Two hours. Four controls found. Bailed after failing to find no 5. DNFed. I certainly wasn’t the only one either. Only about 2/3 of the field have completed all 4 days. Ian is the sole survivor in the Australian camp after Ilze also DNFed and Pete was not well enough to compete. Ian did quite well today and improved his overall position through attrition.
On the plus side, we got to see a Byzantine aqueduct, and camels. Just your average Saturday picnic in the Belgrade forest.
After the slowest bus ride back to town yet (I am heartily sick of sitting on crawling buses in Istanbul traffic), Ian and I visited the Basilica Cistern, a huge underground water storage which was built in 532 AD and is quite atmospheric with its 300 columns (though the eerie music was probably overkill). There are large fish in the water, which comes from the very aqueduct we saw in the forest earlier.
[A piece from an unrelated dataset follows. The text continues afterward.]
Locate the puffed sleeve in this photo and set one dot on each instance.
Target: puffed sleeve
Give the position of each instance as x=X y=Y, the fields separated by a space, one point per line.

So how is orienteering in Istanbul organised? Very smoothly by our observation. The volunteers are all young, enthusiastic and efficient. The start team of about 8 does an excellent job every day. The finish tent runs on minimal equipment and staff, but there are never any queues and no apparent problems. They use OE2010 which allows live updates to the net. Their infrastructure is much the same as ours, with the exception of strange PVC tree structures which hold the maps in the start chute – you take yours from the correct “branch”, but often you pull out several maps so it’s not very efficient. Other differences – each age group has a different course, and no maps are collected afterwards, even at today’s world ranking event. There are the usual O-shops, announcer and music, results board – it all looks very much like an Australian arena. The demographic is younger here with a more even spread across age groups instead of our clusters of 55-65 year olds. We can’t fault the mapping. All in all a very well run event, just wish the forest was more user-friendly!




You might like to ride in my bus some time to remind you of Istanbul. I can be slow, ask Geoff! Glad you are all enjoying the sights. Love your blogs. Get lost eh!